For the same data set, fdupes
spends 5+ times more instructions in md5_process()
alone than in the two core XXH64_*
calls from jdupes
combined. fdupes
is far more likely to suffer a serious CPU bottleneck because of the unnecessarily massive hash function, and the numbers illustrate that quite well. It's possible that fdupes
would benefit from a parallel MD5, but jdupes
executes so few instructions that there's no way it would benefit. Keep in mind that even fdupes
ran in less than a second on the test system for a data set of 31K files and 1.8K duplicates. With caches dropped, runtime explodes beyond a minute due to disk thrashing. I/O overhead beats CPU overhead by orders of magnitude. Cachegrind really isn't needed to see this, either.
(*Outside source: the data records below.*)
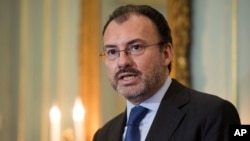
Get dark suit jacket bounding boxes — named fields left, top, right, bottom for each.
left=94, top=80, right=240, bottom=141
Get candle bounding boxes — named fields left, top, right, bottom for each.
left=50, top=105, right=61, bottom=141
left=73, top=98, right=85, bottom=141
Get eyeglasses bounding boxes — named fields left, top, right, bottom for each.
left=100, top=42, right=164, bottom=61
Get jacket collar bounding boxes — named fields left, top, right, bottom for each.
left=146, top=79, right=189, bottom=141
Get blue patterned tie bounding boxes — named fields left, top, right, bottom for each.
left=124, top=106, right=148, bottom=141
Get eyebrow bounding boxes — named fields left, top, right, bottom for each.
left=103, top=38, right=145, bottom=49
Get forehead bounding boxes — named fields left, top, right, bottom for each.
left=103, top=14, right=159, bottom=44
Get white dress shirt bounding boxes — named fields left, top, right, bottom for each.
left=123, top=77, right=172, bottom=141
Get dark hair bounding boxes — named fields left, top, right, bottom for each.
left=102, top=5, right=172, bottom=72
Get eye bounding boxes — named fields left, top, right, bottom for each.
left=106, top=49, right=118, bottom=56
left=130, top=44, right=144, bottom=52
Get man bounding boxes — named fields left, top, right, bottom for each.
left=94, top=5, right=240, bottom=141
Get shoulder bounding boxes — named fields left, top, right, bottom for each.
left=170, top=80, right=239, bottom=122
left=94, top=112, right=126, bottom=141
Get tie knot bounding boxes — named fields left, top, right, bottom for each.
left=128, top=106, right=148, bottom=126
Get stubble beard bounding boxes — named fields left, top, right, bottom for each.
left=111, top=63, right=166, bottom=103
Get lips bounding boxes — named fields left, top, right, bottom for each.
left=118, top=73, right=137, bottom=81
left=115, top=68, right=141, bottom=83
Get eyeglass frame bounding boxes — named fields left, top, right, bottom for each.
left=99, top=41, right=165, bottom=61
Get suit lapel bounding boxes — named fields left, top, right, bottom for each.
left=108, top=112, right=126, bottom=141
left=146, top=80, right=189, bottom=141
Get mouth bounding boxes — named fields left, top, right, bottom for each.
left=118, top=73, right=137, bottom=81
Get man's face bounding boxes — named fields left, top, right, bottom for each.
left=103, top=15, right=172, bottom=104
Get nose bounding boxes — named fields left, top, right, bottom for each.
left=118, top=51, right=133, bottom=68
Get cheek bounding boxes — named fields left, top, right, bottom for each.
left=105, top=63, right=115, bottom=79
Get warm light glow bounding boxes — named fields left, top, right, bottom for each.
left=50, top=105, right=61, bottom=122
left=73, top=98, right=85, bottom=121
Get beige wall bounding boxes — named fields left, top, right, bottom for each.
left=0, top=0, right=250, bottom=141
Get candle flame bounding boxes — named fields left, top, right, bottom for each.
left=73, top=98, right=85, bottom=121
left=50, top=105, right=61, bottom=122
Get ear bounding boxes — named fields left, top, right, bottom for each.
left=162, top=43, right=174, bottom=66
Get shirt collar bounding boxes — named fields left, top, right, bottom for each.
left=127, top=77, right=172, bottom=118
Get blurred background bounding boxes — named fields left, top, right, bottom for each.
left=0, top=0, right=250, bottom=141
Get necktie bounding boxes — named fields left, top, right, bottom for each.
left=124, top=106, right=148, bottom=141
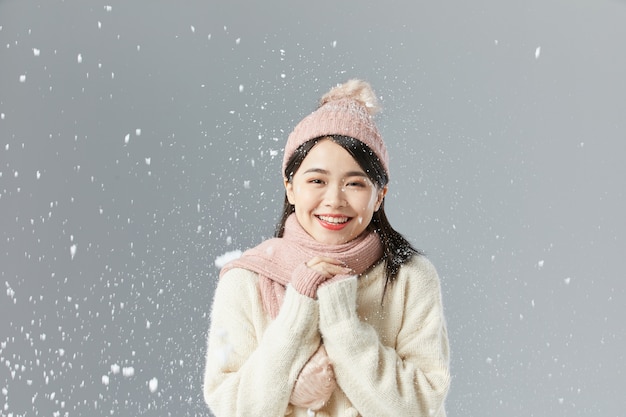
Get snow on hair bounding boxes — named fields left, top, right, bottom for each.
left=320, top=79, right=380, bottom=115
tl;dr: no need to be precise or do math because simple heuristics tell us there is probably very little room for overall program run time improvement within the hashing department.
@maxsu - dupd does use separate threads for I/O and the hashing. Still, I/O is most often the limiting factor.
I'll probably try GPU hashing at some point when I get my hands on suitable hardware, just for fun, but I don't expect any benefit.
Let me know if you observe any interesting results with vtune. I haven't used it.
This review of chunking and deduplication techniques mentions Shredder and StoreGPU - two proof of concepts that offload hashing onto the GPU.
I'm not sure if the CPU is really the bottleneck in dupd - content-based chunking does a fair bit of heavy lifting outside hashing, whereas dupd's workflow is almost entirely hashing, and may be I/O bound. I'm curious if you've given this some investigation, and what the numbers are like! Is there any room for GPU based improvement?
Cc: @jbruchon